Après la mort de Pompidou, en 1974, certains gaullistes ont estimé que leur candidat « naturel », Chaban-Delmas, n’avait aucune chance de l’emporter face à Mitterrand. Ils ont donc cherché un autre candidat et ont fini par se rallier à Giscard. On les a traités de tous les noms. Mais, à la lecture des résultats, on a bien été obligé de reconnaître qu’ils avaient eu raison. Au premier tour, Chaban n’a recueilli que 15% des voix, preuve qu’il n’avait aucune chance, et, au second tour, Mitterrand a obtenu 49,20%, preuve que le danger était réel.
Dans la course à la présidentielle, il faut jouer le bon cheval. Et il est parfaitement normal que ceux qui, à droite, considèrent que Sarkozy est maintenant un « toquard », sans la moindre chance de passer le poteau en tête, soient les premiers à dénoncer ses faiblesses et cherchent désormais, dans l’écurie, un meilleur étalon pour défendre leurs couleurs.
Critiquer Sarkozy, ce n’est pas faire le jeu de la gauche. C’est, au contraire, tenter de sauver la droite en soulignant que ce quinquennat raté ne peut pas être imputable à la droite en tant que telle puisqu’il a été présidé par un « imposteur » qui, usurpant le drapeau de la droite, a mené une politique incohérente d’ouverture à gauche, d’alignement sur l’atlantisme, d’asservissement à la Corbeille, d’augmentation des prélèvements obligatoires, de protection des plus favorisés.

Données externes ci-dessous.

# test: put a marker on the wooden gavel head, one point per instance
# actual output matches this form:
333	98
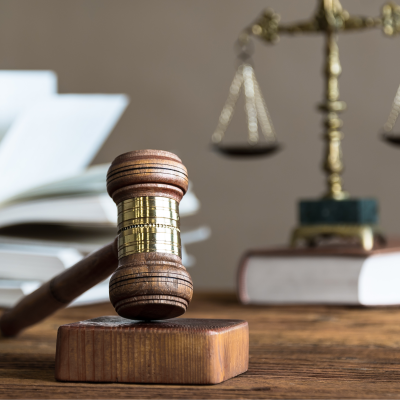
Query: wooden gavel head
150	281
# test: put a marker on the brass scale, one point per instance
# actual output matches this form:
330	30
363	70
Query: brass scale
330	19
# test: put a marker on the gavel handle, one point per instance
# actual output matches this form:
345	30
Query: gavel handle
60	290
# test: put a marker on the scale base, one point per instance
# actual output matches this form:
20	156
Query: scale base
177	351
366	234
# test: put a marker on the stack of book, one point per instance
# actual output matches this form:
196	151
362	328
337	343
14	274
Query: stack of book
54	208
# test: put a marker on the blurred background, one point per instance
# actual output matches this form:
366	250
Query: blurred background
175	60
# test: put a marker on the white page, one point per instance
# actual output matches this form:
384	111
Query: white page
55	139
21	89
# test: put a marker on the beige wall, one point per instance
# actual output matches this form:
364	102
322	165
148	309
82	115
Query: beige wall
175	60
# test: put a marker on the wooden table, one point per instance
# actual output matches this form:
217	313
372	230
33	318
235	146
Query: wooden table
295	352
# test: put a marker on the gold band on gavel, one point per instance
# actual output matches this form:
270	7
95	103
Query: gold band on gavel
148	224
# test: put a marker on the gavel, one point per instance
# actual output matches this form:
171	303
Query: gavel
148	279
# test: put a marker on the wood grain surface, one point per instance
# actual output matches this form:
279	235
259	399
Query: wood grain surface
177	351
295	352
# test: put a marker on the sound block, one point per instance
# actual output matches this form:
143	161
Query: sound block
175	351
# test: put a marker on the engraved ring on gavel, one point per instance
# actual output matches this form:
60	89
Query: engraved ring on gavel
150	282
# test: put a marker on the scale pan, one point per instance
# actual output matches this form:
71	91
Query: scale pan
393	139
247	151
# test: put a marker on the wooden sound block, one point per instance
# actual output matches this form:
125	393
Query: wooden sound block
176	351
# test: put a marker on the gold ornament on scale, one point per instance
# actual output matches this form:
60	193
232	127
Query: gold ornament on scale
336	213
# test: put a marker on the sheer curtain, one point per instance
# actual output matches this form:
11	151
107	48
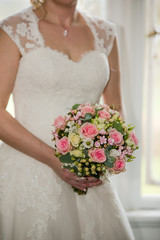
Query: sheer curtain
129	18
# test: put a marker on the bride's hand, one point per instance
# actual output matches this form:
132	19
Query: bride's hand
75	181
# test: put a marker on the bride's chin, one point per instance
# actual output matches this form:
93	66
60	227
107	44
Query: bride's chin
65	2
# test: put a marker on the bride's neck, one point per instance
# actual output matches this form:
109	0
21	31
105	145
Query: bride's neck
60	13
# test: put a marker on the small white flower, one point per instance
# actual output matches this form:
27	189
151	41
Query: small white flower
72	129
66	130
88	143
114	153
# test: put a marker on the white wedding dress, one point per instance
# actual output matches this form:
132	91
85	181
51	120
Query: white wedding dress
35	204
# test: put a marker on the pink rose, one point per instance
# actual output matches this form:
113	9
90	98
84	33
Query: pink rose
102	131
119	165
104	114
134	138
97	144
116	136
59	122
88	130
103	140
97	155
110	141
87	109
105	106
63	145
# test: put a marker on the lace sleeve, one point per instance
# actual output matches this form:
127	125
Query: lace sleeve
21	28
106	33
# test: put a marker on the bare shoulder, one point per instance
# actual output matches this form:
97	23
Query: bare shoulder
100	23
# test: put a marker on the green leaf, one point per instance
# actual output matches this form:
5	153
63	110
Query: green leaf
85	152
108	164
118	127
66	158
75	106
132	157
131	128
106	151
88	116
111	159
129	160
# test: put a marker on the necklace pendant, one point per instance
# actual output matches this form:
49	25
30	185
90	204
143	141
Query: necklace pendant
65	33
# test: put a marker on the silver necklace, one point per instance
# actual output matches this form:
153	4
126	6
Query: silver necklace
65	32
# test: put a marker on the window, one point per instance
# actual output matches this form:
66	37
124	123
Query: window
150	182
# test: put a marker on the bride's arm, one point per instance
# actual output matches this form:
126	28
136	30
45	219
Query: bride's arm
112	91
11	131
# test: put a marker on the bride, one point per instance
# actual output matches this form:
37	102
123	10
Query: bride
53	56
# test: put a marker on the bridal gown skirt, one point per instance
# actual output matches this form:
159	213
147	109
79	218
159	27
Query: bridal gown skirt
36	204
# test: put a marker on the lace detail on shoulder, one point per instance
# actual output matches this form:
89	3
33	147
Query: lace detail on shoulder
22	28
103	31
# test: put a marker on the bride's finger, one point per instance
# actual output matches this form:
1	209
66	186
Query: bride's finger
93	179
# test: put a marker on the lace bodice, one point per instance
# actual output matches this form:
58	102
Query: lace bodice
35	203
23	29
48	82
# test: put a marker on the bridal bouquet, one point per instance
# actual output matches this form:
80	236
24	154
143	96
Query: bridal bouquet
93	140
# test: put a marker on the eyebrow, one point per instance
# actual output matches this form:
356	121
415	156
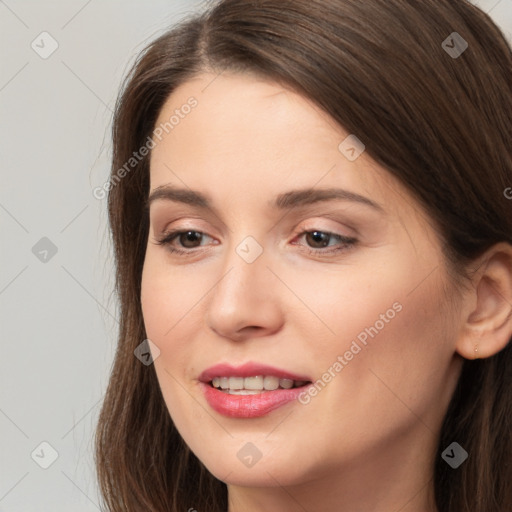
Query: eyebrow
285	201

La droite ce n’est ni le tout sécuritaire (tout en diminuant le nombre des policiers), ni le bouclier fiscal (tout en supprimant des niches fiscales).
La gauche assiste, évidemment, avec un plaisir non dissimulé à cette querelle au sein de la famille de la droite.
Mais certains, à gauche, sont cependant inquiets. Ils redoutent, en effet, que ces chamailleries à droite ne conduisent à… une victoire de la gauche. Du coup, la gauche serait au pied du mur et démontrerait rapidement que son programme ne peut qu’augmenter encore les déficits publics et aggraver davantage le chômage et la précarité en affaiblissant plus encore notre compétitivité.
Alors ils imaginent (ils espèrent ?) un scénario qui verrait, au lendemain du remaniement ministériel, une « fronde » s’organiser derrière des Juppé, Raffarin, Copé et autres Villepin.
Ces observateurs de gauche qui craignent plus que tout la victoire de leur camp pour pouvoir rester dans la confortable tribune de l’éternelle opposition et qui conseillent donc à la droite un sursaut salutaire ont-ils une chance d’être entendus à droite ?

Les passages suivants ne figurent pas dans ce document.